Peygamber Efendimizin hoşgörüsü kısaca

Konusu 'Hz.Muhammedin hayatı' forumundadır ve Adile tarafından 4 Şubat 2014 başlatılmıştır.

  1. Adile

    Adile Admin

    Hz. Muhammed'in hoşgörülü olması

    Alemlere rahmet olarak gönderilen Fahri Kainat Efendimiz (s.a.v)'in hayatı, gerçekten de insanlara merhamet ve hoşgörü içerisinde gelmiştir. Sevgili Peygamberimize daha vahyi iletmesinin başlangıcında sert tepkilerle karşılaşmış, alaya alınmış ancak bütün bunlara rağmen kin duygusu beslememiş, hatta kendisini öldürmeyi planlayan kişileri bile affetmiştir. O, Uhud'da amcası Hazreti Hamza'yı öldürten Hind ile öldüren vahşi'yi de affetmiş, "Eğer ceza verecekseniz size yapılanın misliyle cezalandırın. Eğer sabrederseniz, elbette bu, sabredenler için daha hayırlıdır" (Nahl,16/126) öğüdünün "sabretme" cihetiyle amel etmiştir.

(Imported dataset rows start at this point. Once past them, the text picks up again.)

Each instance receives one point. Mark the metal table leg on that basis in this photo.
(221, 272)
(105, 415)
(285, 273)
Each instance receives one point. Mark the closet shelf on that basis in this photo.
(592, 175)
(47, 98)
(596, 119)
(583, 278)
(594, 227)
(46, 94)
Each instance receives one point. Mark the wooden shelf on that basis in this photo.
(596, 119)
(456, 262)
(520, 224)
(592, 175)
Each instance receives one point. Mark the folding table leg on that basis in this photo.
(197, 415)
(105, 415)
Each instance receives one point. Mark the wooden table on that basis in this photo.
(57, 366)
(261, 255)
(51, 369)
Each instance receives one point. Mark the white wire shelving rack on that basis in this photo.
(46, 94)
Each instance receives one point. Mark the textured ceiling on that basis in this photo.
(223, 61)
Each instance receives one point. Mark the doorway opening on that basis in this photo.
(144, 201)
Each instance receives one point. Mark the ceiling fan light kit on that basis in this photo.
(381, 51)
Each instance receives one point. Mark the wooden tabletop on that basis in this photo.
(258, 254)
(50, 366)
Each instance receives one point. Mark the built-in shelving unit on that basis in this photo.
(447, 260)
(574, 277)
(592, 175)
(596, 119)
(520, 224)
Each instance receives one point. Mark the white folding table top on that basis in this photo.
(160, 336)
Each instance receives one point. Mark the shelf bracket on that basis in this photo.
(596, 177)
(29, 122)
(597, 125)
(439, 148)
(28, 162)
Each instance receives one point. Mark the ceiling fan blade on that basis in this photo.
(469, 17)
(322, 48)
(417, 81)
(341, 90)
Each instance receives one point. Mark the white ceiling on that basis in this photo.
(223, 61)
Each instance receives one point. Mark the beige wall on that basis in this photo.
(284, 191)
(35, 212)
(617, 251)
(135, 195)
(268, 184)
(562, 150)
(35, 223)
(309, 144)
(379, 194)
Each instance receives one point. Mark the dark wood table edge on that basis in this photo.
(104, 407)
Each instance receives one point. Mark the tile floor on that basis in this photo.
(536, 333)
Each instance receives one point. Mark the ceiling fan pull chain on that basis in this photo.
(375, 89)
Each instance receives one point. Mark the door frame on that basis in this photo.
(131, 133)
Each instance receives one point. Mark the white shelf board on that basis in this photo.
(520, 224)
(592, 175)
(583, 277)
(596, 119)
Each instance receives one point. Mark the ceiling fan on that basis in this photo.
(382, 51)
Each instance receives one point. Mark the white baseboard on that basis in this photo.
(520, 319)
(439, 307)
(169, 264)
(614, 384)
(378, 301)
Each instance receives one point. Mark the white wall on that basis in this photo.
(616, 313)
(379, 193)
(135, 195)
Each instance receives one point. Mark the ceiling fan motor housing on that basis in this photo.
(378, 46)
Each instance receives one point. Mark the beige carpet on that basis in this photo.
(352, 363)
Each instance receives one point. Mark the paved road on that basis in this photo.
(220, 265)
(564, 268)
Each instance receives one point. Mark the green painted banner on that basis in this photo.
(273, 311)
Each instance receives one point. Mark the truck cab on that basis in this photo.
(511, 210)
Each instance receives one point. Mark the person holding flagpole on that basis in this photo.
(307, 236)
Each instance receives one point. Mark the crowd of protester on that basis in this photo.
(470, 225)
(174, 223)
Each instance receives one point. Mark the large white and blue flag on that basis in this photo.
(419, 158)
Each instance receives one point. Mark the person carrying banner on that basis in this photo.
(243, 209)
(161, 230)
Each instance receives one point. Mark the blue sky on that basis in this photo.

    Fahri Kainat Efendimiz (s.a.v) sadece yakın çevresine değil, başka din mensuplarına da hoş görülü davranmıştır. Hz. Peygamber, "Hoş görülü davran ki sana da hoş görülü davranılsın" (İbn Hanbel, l, 248) öğüdüyle, karşılıklılık esasına da vurgu yapmaktadır. Yani hoşgörülü muamele görmek isteyenlerin öncelikle kendilerinde böyle bir davranışı geliştirmelerini önermektedir. Bu durum hoş görü istismarcılarına da bir öğüttür. Hoş görmek her zaman taraflardan birinin vazifesiymiş gibi algılandığında bir müddet sonra ilişkilerde hoş olmayan tavırlar yaşanabilir. O halde hoş görmek karşılıklı bir eylemi ifade etmektedir.